Overagressive SA rule for misspelled opportunity

A misclassified message caused me to look at the FRT_OPPORTUN1 and
FRT_OPPORTUN2 rules.  I think they are much too aggressive.  Here is
the summary from a false positive.

Content analysis details:   (5.4 points, 5.0 required)

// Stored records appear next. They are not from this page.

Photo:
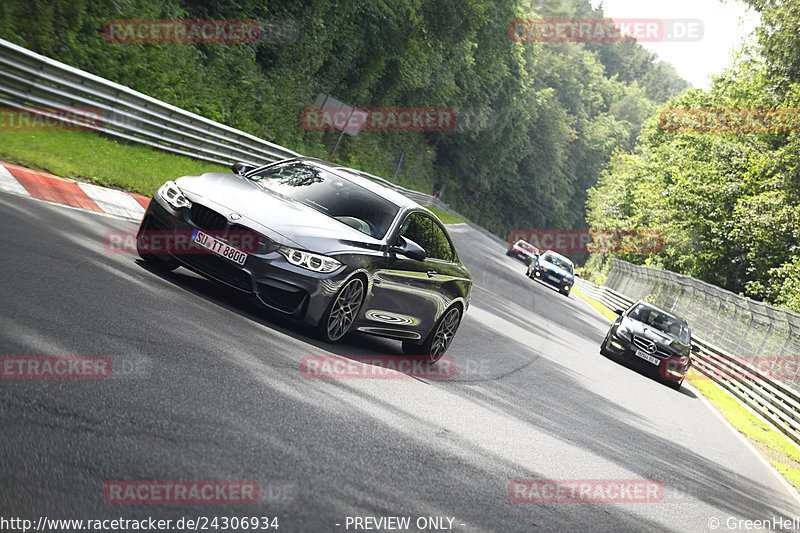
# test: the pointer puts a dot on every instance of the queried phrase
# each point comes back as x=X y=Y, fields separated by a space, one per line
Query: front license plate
x=219 y=247
x=647 y=357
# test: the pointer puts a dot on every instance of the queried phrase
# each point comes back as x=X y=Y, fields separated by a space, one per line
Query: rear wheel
x=437 y=342
x=342 y=311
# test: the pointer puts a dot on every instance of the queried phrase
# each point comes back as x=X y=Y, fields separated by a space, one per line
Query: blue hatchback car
x=555 y=269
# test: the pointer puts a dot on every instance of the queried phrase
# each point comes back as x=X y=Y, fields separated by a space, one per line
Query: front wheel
x=437 y=342
x=342 y=311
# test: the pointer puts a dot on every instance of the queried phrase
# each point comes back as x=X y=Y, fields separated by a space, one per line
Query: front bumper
x=277 y=284
x=670 y=368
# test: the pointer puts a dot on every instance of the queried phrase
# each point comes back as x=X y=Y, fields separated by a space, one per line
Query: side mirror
x=241 y=168
x=408 y=248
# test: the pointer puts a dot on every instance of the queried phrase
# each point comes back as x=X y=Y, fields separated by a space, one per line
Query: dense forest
x=727 y=202
x=536 y=122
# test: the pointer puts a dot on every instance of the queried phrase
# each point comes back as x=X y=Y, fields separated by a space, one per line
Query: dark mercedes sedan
x=652 y=339
x=318 y=243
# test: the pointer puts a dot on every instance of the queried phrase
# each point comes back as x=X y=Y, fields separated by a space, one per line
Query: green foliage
x=549 y=115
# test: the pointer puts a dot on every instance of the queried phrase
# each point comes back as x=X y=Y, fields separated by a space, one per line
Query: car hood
x=284 y=220
x=661 y=339
x=555 y=268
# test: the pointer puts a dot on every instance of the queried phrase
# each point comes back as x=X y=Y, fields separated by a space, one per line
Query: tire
x=440 y=337
x=675 y=384
x=603 y=348
x=342 y=311
x=161 y=261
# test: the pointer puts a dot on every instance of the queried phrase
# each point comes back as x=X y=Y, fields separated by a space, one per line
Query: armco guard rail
x=31 y=80
x=771 y=399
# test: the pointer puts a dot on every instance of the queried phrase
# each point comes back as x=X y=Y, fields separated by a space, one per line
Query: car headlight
x=173 y=195
x=309 y=261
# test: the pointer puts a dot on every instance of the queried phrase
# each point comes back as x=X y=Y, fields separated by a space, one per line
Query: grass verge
x=772 y=444
x=88 y=156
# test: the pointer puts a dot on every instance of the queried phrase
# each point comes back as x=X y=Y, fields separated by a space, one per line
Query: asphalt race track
x=206 y=387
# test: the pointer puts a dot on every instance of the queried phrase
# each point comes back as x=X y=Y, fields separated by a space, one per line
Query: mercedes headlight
x=309 y=261
x=173 y=195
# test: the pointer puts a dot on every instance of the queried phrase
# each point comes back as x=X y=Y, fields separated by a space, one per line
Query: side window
x=417 y=228
x=440 y=246
x=424 y=231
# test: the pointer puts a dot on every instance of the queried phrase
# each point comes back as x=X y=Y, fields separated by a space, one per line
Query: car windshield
x=330 y=194
x=558 y=261
x=673 y=327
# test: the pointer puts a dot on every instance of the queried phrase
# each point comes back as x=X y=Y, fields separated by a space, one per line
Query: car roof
x=360 y=179
x=551 y=252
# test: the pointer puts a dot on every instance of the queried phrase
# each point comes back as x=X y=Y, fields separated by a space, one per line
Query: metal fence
x=48 y=87
x=734 y=323
x=772 y=399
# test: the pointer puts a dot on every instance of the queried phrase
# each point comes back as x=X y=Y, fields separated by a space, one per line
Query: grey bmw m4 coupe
x=318 y=243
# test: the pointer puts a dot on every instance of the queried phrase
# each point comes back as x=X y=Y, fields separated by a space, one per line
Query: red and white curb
x=26 y=182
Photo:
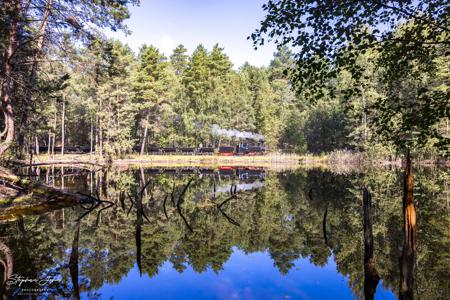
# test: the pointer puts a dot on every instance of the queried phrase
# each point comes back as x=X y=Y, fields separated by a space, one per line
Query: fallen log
x=33 y=197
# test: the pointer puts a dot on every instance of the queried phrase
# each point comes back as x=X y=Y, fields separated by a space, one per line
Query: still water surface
x=226 y=233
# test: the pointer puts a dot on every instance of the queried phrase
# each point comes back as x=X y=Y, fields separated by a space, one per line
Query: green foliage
x=407 y=40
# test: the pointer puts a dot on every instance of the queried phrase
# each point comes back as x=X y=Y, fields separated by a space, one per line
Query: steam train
x=241 y=149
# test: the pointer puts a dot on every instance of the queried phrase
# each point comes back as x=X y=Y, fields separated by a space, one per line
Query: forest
x=357 y=87
x=310 y=214
x=60 y=74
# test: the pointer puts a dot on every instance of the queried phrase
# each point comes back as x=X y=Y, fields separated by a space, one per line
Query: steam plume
x=217 y=131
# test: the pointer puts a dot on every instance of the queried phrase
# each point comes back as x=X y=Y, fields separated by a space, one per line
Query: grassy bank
x=175 y=160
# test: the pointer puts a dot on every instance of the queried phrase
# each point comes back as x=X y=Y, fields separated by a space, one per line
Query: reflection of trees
x=302 y=214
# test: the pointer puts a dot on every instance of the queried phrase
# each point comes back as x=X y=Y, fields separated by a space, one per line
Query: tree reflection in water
x=196 y=220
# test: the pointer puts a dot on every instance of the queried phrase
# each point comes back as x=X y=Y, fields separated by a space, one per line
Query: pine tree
x=179 y=59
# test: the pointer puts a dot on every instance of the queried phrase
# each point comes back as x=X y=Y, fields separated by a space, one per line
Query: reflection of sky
x=243 y=276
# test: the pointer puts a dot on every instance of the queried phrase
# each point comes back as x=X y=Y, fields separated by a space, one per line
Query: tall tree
x=179 y=59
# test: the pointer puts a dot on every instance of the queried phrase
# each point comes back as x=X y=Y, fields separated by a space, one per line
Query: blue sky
x=167 y=23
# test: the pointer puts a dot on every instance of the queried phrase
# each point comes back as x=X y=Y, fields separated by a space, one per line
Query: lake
x=226 y=233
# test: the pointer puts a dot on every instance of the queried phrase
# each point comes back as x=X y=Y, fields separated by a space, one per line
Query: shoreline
x=275 y=160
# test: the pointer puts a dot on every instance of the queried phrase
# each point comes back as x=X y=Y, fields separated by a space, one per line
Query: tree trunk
x=33 y=73
x=371 y=277
x=92 y=137
x=62 y=123
x=73 y=262
x=37 y=145
x=144 y=139
x=409 y=235
x=54 y=136
x=6 y=88
x=49 y=143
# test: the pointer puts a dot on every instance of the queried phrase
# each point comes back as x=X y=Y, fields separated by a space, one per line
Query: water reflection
x=216 y=225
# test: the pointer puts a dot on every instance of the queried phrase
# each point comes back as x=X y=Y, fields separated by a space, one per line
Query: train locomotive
x=240 y=149
x=229 y=150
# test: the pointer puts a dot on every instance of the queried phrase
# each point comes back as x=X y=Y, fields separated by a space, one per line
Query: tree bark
x=371 y=277
x=37 y=144
x=62 y=123
x=92 y=138
x=409 y=235
x=144 y=139
x=34 y=68
x=6 y=88
x=73 y=262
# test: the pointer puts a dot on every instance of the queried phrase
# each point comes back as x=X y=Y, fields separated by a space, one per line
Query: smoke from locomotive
x=217 y=131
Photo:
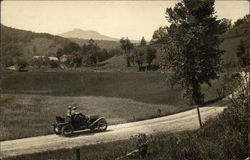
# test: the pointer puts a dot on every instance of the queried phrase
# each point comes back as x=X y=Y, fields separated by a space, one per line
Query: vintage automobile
x=66 y=126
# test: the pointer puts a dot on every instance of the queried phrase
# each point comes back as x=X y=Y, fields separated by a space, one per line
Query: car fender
x=96 y=121
x=61 y=124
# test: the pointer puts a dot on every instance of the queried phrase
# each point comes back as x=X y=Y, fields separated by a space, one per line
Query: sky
x=132 y=19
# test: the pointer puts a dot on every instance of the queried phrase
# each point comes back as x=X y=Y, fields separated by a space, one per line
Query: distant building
x=53 y=59
x=14 y=68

 pts rule name              description
---- ---------------------- --------------------------------------------------
 1.6 RCVD_IN_NJABL_PROXY    RBL: NJABL: sender is an open proxy
                            [80.178.151.75 listed in combined.njabl.org]
 2.7 ROUND_THE_WORLD_LOCAL  Received: says mail sent around the world
                            (HELO)
 2.7 FRT_OPPORTUN2          BODY: ReplaceTags: Oppertun (2)
 1.0 FRT_OPPORTUN1          BODY: ReplaceTags: Oppertun (1)
-2.6 BAYES_00               BODY: Bayesian spam probability is 0 to 1%
                            [score: 0.0078]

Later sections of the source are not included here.